1962
Oil on canvas
h127 x w150cm (unframed)
h147.5 x w173cm (framed)
Signed ‘Frost’, titled and dated ‘1962’ (on the reverse)
Provenance:
Redfern Gallery, London, where acquired by David Hughes, 11 April 1989;
Paisnel Gallery, London, where acquired by the previous owner, October 2003;
Their sale, Sotheby’s London, 4 November 2010, lot 144;
Godson & Coles, where acquired by the present owners in 2011
Literature:
David Lewis, Terry Frost, Scholar Press, Aldershot, 1994, illustrated p.105.
The present work comes from a private collection comprising significant British artists, which together shed a light on the course of abstraction in Britain in the 20th century. It also includes Three Chevrons & Spiral for Red, Black and White, where both have remained for over ten years.
Sir Terry Frost was one of the foremost abstract painters working in Britain, part of the post-War generation that emerged as a force on the international stage in the 1950s. These artists, which included the likes of Alan Davie, Peter Lanyon, Patrick Heron, William Scott and Roger Hilton, pushed abstraction in Britain in a way that paralleled the Abstract Expressionists in America – such as Rothko, Kline and Pollock, with whom they were in cultural conversation.
Frost trained at Camberwell School of Art under Victor Pasmore, whose interest in theories surrounding harmonious proportion and the Golden Section instilled a strong theoretical element to Frost’s paintings. Upon moving to St Ives, Cornwall in 1946 after demobilization, Frost encountered new developments of abstraction unfolding there, particularly the freedom within Peter Lanyon’s approach, which loosened up his own process. Drawing upon the external world, his works provided an abstracted version of his experiences underpinned by theoretical structures, notably in his ‘Walk along the Quay’ series of the 1950s.
By the 1960s and the time of the present painting, we see how Frost’s abstract language continued to evolve.
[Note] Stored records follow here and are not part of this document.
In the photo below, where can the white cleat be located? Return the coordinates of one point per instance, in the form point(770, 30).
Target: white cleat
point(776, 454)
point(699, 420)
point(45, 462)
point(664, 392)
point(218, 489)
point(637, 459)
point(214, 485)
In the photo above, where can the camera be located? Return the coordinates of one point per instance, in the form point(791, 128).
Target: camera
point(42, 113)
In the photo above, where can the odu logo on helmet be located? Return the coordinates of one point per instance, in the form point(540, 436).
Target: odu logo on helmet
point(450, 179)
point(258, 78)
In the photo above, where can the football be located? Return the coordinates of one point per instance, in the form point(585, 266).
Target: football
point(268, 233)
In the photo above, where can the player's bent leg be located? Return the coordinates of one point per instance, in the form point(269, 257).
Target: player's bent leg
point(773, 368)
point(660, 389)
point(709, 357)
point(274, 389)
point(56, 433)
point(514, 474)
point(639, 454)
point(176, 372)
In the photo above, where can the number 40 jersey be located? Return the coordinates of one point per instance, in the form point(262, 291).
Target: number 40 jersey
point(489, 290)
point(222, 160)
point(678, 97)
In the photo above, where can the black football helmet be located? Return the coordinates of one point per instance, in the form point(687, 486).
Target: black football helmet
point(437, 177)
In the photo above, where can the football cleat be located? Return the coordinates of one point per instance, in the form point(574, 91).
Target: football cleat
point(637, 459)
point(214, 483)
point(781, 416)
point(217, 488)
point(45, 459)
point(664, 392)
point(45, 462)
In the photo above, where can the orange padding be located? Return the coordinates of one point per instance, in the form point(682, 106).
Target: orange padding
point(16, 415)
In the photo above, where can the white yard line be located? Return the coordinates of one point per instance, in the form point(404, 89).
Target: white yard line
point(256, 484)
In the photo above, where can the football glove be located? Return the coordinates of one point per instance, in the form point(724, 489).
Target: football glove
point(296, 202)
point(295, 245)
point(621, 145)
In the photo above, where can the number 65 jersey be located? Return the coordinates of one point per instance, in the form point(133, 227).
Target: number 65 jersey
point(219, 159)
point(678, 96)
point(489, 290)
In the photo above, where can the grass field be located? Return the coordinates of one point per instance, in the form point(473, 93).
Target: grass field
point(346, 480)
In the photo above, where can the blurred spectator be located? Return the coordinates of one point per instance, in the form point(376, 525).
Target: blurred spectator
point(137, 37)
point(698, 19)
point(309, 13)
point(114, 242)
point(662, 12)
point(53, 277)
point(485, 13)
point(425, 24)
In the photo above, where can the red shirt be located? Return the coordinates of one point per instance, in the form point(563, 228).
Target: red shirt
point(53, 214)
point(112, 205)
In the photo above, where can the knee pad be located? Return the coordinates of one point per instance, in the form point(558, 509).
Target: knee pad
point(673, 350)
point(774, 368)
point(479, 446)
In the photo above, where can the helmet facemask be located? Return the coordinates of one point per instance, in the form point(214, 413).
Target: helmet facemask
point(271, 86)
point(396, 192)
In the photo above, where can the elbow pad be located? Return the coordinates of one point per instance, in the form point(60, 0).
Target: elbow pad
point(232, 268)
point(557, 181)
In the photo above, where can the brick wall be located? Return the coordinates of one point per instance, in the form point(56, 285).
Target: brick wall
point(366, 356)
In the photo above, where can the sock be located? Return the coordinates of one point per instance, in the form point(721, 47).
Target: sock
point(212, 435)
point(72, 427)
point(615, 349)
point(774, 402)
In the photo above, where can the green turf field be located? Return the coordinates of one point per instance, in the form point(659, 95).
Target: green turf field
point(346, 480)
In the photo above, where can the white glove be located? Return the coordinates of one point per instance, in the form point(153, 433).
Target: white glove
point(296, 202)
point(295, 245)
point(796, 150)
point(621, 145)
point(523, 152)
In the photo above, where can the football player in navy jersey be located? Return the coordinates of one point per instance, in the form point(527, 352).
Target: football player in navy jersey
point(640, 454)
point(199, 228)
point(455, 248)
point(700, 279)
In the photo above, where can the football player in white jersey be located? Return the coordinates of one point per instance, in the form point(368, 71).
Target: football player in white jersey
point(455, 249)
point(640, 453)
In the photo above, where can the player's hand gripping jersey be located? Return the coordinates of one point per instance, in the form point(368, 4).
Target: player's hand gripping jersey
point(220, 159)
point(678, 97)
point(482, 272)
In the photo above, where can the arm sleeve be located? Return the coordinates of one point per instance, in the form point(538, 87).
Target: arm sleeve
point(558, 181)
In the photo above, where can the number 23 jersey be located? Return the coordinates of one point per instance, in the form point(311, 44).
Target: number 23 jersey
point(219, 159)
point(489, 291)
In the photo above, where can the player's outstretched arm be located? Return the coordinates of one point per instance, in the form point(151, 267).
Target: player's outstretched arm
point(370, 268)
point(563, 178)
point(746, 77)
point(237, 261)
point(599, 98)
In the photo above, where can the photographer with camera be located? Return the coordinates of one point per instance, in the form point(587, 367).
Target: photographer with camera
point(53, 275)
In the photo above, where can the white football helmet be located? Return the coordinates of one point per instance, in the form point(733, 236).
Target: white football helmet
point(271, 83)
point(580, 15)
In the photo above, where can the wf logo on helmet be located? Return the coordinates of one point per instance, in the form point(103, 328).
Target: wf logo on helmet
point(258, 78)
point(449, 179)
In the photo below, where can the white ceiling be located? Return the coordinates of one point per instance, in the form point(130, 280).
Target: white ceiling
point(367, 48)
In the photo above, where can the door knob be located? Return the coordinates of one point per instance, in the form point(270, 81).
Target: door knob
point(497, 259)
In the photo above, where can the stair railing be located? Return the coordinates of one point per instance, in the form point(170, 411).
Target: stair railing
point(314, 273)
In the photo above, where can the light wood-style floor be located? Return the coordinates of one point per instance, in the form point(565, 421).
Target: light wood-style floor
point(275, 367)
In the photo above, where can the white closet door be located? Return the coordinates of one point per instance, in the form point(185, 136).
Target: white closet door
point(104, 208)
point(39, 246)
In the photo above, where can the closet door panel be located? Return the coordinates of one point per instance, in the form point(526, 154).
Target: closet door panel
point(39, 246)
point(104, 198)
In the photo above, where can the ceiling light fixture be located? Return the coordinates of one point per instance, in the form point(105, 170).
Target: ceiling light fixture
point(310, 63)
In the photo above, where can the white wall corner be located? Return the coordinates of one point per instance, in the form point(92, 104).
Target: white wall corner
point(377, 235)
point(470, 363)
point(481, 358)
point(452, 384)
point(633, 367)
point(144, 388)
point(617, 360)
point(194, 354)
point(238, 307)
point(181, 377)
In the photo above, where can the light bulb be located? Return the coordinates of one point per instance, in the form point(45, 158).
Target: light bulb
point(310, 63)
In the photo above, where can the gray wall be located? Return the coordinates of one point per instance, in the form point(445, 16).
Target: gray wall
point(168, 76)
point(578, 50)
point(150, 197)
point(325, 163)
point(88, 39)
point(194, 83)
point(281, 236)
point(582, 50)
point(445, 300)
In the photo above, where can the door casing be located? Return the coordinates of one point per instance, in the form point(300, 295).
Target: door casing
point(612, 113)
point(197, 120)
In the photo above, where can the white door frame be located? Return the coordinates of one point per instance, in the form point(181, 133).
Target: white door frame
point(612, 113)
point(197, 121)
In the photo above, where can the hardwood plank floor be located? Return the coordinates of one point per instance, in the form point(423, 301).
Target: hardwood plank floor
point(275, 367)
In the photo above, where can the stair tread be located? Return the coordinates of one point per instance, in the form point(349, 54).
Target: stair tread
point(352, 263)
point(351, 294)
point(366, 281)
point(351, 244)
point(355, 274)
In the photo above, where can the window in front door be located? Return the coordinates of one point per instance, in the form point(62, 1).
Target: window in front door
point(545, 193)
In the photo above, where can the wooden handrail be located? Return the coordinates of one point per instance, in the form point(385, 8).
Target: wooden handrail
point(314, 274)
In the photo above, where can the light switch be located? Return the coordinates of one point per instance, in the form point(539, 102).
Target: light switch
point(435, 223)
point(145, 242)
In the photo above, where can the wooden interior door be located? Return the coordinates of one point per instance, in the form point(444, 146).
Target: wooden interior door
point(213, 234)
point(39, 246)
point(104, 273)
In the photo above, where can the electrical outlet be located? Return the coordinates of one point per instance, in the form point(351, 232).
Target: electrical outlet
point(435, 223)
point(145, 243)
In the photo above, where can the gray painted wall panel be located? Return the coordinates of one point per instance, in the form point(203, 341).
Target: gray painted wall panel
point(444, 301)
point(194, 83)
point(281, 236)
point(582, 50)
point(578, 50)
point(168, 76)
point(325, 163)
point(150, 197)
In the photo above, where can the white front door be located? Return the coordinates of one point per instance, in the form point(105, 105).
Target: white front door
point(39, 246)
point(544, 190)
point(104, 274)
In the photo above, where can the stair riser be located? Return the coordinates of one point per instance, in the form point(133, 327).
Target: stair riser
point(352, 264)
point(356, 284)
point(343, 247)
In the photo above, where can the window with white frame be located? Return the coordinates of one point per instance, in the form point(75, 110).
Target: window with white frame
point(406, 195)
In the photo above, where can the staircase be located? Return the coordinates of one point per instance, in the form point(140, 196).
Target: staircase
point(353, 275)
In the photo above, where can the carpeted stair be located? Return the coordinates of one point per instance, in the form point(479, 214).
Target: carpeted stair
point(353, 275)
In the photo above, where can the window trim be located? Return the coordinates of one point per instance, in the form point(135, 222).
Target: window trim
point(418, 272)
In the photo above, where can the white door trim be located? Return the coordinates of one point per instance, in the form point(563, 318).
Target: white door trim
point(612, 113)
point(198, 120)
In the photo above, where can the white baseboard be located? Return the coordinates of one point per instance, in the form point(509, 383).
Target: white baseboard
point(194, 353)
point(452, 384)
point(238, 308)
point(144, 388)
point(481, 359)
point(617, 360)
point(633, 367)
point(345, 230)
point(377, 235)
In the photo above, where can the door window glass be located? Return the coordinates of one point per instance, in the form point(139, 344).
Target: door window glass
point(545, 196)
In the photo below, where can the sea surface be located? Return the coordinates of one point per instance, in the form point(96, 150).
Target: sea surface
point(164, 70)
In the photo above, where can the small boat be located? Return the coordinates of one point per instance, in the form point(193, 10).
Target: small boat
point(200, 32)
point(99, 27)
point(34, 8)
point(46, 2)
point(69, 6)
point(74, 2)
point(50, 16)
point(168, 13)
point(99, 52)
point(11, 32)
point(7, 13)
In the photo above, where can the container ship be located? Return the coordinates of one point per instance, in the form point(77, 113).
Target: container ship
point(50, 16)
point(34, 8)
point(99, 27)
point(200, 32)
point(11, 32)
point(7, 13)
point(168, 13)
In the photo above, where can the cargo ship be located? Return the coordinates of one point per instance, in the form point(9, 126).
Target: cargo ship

The natural world is made explicit in the title and informs the three circles across the top of the painting, while the oval shapes suggest boats, reminiscent of those forms in his works of the 1950s ‘along the quay’. The increased expansiveness of the painting and its simplification reveal Frost’s response to the American Abstract Expressionists. He encountered their work first hand at the Tate Gallery exhibition in London in 1956 and again in 1960, when he had his first solo show at the Bertha Schaeffer Gallery in New York, endorsing him as one of the key exponents of abstraction working in Britain at that time.